5.3 Animal carcinogenicity data
Pyridine was tested for carcinogenicity by oral administration in the drinking-water in one experiment in mice and in two experiments in rats and by subcutaneous injection in one experiment in rats. In male and female mice, it increased incidences of hepatocellular carcinomas and hepatoblastomas. In male Fischer 344 rats, it increased the incidence of renal tubule adenomas but not in male Wistar rats. No increase in tumour incidence at any site was observed in rats following subcutaneous injection of pyridine for one year and a subsequent observation period of six months.
In two studies with genetically modified mice, there was no treatment-related increase in the incidence of tumours.
5.4 Other relevant data
Pyridine is well absorbed from the gastrointestinal tract in mammals, and undergoes extensive metabolism by C- and N-oxidation and by N-methylation, giving the quaternary ion N-methylpyridinium.
In humans, acute pyridine intoxication affects the central nervous system, leading to dizziness, headache, nausea and anorexia. There is one case report of lethality after a high dose. Further symptoms include abdominal pain and pulmonary congestion. Pyridine was hepatotoxic in Fischer 344 and Wistar rats and caused an increase in granular casts and renal tubule hyaline degeneration in male Fischer 344 rats. Inhalation of pyridine can cause necrotic damage of the nasal epithelium. In rats and rabbits, pyridine is an inducer of CYP2E1 in the liver and kidney.

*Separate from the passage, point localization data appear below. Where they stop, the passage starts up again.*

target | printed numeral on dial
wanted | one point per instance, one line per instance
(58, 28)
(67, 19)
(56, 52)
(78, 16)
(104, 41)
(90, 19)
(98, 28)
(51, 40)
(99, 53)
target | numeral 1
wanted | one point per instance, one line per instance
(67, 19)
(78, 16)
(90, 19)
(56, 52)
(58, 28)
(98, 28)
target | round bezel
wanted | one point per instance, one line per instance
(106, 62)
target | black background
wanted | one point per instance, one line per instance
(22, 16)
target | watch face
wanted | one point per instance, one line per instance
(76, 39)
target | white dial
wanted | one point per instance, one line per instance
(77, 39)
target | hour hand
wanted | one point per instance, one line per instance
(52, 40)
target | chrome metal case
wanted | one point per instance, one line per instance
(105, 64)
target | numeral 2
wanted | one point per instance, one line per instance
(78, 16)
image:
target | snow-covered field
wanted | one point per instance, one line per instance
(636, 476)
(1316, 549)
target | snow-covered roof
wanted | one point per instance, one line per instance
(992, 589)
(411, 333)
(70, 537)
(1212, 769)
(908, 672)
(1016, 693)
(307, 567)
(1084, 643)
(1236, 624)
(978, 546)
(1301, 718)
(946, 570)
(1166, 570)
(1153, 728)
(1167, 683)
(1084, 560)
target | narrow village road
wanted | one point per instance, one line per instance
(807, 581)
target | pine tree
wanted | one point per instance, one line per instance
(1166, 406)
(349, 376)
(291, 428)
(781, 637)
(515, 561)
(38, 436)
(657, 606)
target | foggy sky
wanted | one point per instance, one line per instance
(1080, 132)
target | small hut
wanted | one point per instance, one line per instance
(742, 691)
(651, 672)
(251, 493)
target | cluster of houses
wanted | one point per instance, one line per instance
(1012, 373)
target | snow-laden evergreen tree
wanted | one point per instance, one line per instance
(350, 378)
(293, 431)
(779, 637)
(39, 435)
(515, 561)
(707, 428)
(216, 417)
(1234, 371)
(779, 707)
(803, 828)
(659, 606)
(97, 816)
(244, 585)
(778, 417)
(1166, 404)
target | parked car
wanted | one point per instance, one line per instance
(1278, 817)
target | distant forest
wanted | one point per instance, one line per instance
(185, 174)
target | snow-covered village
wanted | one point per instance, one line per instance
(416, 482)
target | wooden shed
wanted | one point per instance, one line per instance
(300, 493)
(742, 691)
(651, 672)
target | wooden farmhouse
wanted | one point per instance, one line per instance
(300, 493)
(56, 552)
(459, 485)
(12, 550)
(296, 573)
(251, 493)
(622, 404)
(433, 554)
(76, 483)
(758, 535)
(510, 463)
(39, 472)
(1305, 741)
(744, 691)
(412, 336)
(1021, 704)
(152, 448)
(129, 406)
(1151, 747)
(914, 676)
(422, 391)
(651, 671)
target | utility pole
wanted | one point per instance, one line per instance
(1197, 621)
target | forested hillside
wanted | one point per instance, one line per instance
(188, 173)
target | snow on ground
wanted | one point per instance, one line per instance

No data on reproductive and developmental effects in humans were available.
Exposure to pyridine in drinking-water led to reduction of sperm motility at all dose levels in mice and increased estrous cycle length at the highest dose level in rats.
Apart from positive responses in the sex-linked recessive lethal assay in Drosophila melanogaster and for aneuploidy in a fungal system, all tests, covering a range of end-points, for genetic toxicology of pyridine gave negative results.
There is inadequate evidence in humans for the carcinogenicity of pyridine.
There is limited evidence in experimental animals for the carcinogenicity of pyridine.
Pyridine is not classifiable as to its carcinogenicity to humans (Group 3).For definition of the italicized terms, see Preamble Evaluation.